Un autre don mystique extraordinaire a été accordé au Bienheureux Giacomo au cours de ses longues années d'enfermement. Bien que sa cellule soit séparée de l'église par un épais mur de pierre qui aurait normalement bloqué toute vue, les biographes rapportent qu'il pouvait miraculeusement voir à travers ce mur pour observer le prêtre célébrant la Messe à l'autel de l'église. Cette vision surnaturelle lui a permis de participer spirituellement au Saint Sacrifice même lorsqu'il était confiné à sa cellule, suivant chaque moment de la Messe avec sa vue mystique et s'unissant à l'offrande du Christ sur l'autel.
Le Bienheureux Giacomo est mort le 28 décembre 1289, à l'âge de 76 ans, après 46 années d'enfermement volontaire et de pénitence. Il est mort dans l'odeur de sainteté, et la vénération envers lui comme bienheureux a commencé immédiatement. Un peintre du début du XVIe siècle a créé une œuvre remarquable dépeignant le miracle de Jésus donnant la Communion au Bienheureux Giacomo, préservant la mémoire de ces événements surnaturels pour les générations futures. Son culte a été officiellement reconnu par l'Église, bien que la date précise de la béatification formelle ne soit pas clairement documentée dans les sources disponibles.

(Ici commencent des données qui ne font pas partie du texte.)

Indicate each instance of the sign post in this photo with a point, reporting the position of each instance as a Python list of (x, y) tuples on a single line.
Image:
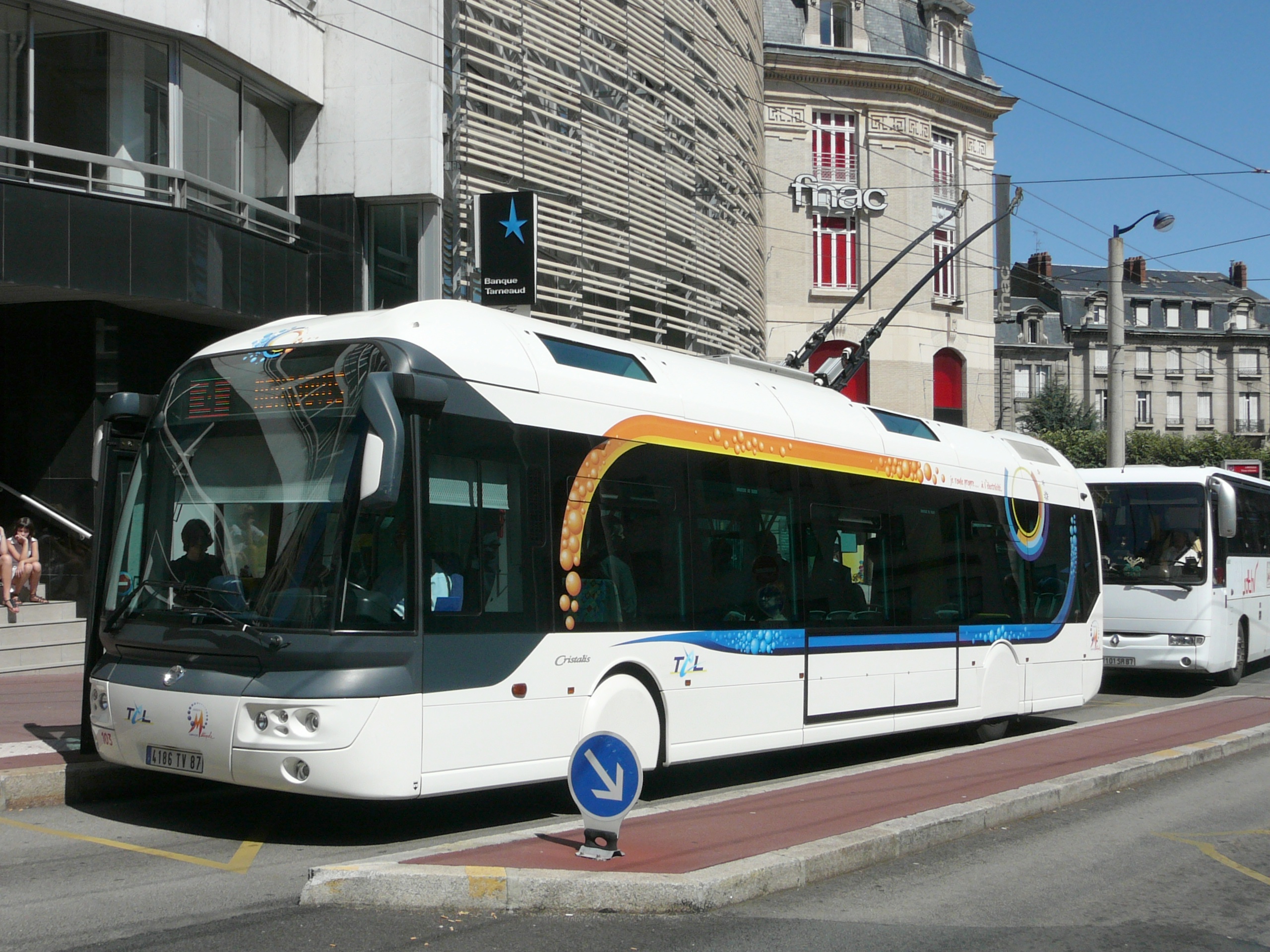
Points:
[(507, 248), (605, 781)]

La vie et les miracles du Bienheureux Giacomo de Montieri sont inclus dans l'Exposition internationale des Miracles Eucharistiques sous la catégorie « Comunioni Prodigiose » (Communions Prodigieuses), aux côtés d'autres mystiques qui ont reçu l'Eucharistie surnaturelle. Son histoire est particulièrement puissante car elle démontre comment Dieu peut produire des fruits spirituels extraordinaires à partir de la souffrance et de l'injustice profonde. L'homme qui a perdu ses mains et ses pieds pour une fausse accusation a acquis des dons spirituels bien plus précieux—des rencontres directes avec le Christ dans l'Eucharistie et l'union mystique au Saint Sacrifice de la Messe.

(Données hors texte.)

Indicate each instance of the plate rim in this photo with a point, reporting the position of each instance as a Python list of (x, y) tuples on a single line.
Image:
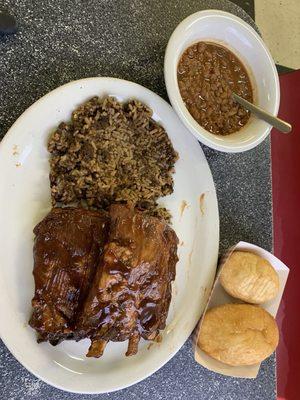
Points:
[(172, 353)]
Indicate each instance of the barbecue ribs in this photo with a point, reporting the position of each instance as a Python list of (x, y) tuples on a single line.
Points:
[(68, 246), (131, 291)]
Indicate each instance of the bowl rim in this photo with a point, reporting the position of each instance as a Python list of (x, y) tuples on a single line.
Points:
[(200, 133)]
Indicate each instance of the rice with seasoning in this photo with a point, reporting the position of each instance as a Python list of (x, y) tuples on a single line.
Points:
[(111, 152)]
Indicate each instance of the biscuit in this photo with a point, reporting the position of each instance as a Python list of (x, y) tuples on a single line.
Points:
[(248, 277), (238, 334)]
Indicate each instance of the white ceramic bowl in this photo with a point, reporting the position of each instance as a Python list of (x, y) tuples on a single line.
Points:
[(231, 31)]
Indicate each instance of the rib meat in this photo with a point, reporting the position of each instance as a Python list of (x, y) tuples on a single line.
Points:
[(131, 291), (68, 246)]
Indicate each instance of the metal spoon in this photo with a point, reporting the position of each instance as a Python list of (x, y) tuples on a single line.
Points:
[(278, 123)]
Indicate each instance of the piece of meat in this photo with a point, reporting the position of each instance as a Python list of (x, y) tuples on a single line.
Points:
[(131, 292), (68, 246)]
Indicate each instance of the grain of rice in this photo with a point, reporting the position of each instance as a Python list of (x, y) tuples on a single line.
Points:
[(111, 152)]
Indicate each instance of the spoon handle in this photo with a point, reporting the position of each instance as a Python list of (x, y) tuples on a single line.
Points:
[(278, 123)]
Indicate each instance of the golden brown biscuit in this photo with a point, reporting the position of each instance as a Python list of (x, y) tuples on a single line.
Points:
[(249, 277), (238, 334)]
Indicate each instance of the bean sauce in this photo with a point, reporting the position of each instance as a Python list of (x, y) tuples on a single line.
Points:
[(207, 75)]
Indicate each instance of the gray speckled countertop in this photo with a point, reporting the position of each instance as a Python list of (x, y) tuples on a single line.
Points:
[(59, 41)]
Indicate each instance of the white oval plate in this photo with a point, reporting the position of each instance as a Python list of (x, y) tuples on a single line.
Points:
[(25, 200)]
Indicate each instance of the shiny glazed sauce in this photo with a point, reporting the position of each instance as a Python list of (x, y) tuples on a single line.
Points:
[(207, 75)]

A vécu pendant des périodes prolongées soutenu uniquement par l'Eucharistie.
Un tableau du début du XVIe siècle dépict le miracle.
Ce miracle ancien bénéficie d'une acceptation historique et d'une tradition au sein de l'Église s'étendant sur plusieurs siècles, bien qu'aucune documentation formelle subsistante n'ait été trouvée.
Les documents magistériels et officiels de l'Église disponibles dans la collection fournie ne contiennent aucune trace d'un miracle eucharistique attribué à Montieri, Italie, ni ne montrent qu'une enquête diocésaine ou vaticane formelle ait été complétée pour un tel événement.
Statut de reconnaissance recoupé à l'aide de Magisterium AI, un outil tiers qui effectue une recherche dans un corpus de documents de l'Église catholique. Ceci ne constitue pas une vérification officielle de l'Église.